2009-03-17 18:19:59

by Jan Kara

[permalink] [raw]
Subject: [PATCH 0/4] Fix bugs and possible data corruption if blocksize < pagesize


Hi,

lately, I've been tracking some problems with ext3 reported by HP on ia64 and
this is what I came with. The first three patches fix real bugs - the first two
fix bugs in ext3 leading to false reports of EIO errors from JBD and aborted
journal, the third patch fixes a bug in block_write_full_page() which can
possibly lead to data corruption.
With these patches, don't see the data corruption I was able to reproduce
with fsx-linux under UML. I'm not yet sure whether all the problems HP reported
are gone (they're testing now) but since this seems to be a nasty problem I'm
posting earlier rather than later. Please someone have a look whether my fix
and analysis looks sane.

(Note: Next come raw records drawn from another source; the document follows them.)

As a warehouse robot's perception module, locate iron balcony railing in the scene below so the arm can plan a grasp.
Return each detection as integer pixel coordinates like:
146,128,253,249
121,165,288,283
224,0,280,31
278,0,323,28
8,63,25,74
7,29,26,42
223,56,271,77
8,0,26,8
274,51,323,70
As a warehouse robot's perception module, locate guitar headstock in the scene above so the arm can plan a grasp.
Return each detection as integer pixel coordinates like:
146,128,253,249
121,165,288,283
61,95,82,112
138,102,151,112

Thanks.

Honza


2009-03-17 18:41:37

by Jan Kara

[permalink] [raw]
Subject: [PATCH 3/4] fs: Avoid data corruption with blocksize < pagesize

Assume the following situation:
Filesystem with blocksize < pagesize - suppose blocksize = 1024,
pagesize = 4096. File 'f' has first four blocks already allocated.
(line with "state:" contains the state of buffers in the page - m = mapped,
u = uptodate, d = dirty)

process 1: process 2:

write to 'f' bytes 0 - 1024
state: |mud,-,-,-|, page dirty
write to 'f' bytes 1024 - 4096:
__block_prepare_write() maps blocks
state: |mud,m,m,m|, page dirty
we fail to copy data -> copied = 0
block_write_end() does nothing
page gets unlocked
writepage() is called on the page
block_write_full_page() writes buffers with garbage

This patch fixes the problem by skipping !uptodate buffers in
block_write_full_page().

CC: Nick Piggin <[email protected]>
Signed-off-by: Jan Kara <[email protected]>
---
fs/buffer.c | 7 ++++++-
1 files changed, 6 insertions(+), 1 deletions(-)

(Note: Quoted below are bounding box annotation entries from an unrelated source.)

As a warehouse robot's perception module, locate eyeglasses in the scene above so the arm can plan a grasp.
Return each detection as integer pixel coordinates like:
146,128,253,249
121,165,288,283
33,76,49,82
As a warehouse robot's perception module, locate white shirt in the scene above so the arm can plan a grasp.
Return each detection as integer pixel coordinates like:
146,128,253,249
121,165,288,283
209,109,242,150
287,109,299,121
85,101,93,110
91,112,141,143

diff --git a/fs/buffer.c b/fs/buffer.c
index 9f69741..22c0144 100644
--- a/fs/buffer.c
+++ b/fs/buffer.c
@@ -1774,7 +1774,12 @@ static int __block_write_full_page(struct inode *inode, struct page *page,
} while (bh != head);

do {
- if (!buffer_mapped(bh))
+ /*
+ * Parallel write could have already mapped the buffers but
+ * it then had to restart before copying in new data. We
+ * must avoid writing garbage so just skip the buffer.
+ */
+ if (!buffer_mapped(bh) || !buffer_uptodate(bh))
continue;
/*
* If it's a fully non-blocking write attempt and we cannot
--
1.6.0.2


2009-03-17 18:50:08

by Jan Kara

[permalink] [raw]
Subject: [PATCH 1/4] ext3: Fix false EIO errors

When machine is under heavy memory pressure, it can happen that the page
we want to copy data from is paged out from memory before we copy data
from it and thus we are called with copied == 0. Generally, we should
not file buffers into journal lists if the don't really contain uptodate
data. So fix the range of buffers we file to journal list to contain
only buffers with copied data.

Signed-off-by: Jan Kara <[email protected]>
---
fs/ext3/inode.c | 2 +-
1 files changed, 1 insertions(+), 1 deletions(-)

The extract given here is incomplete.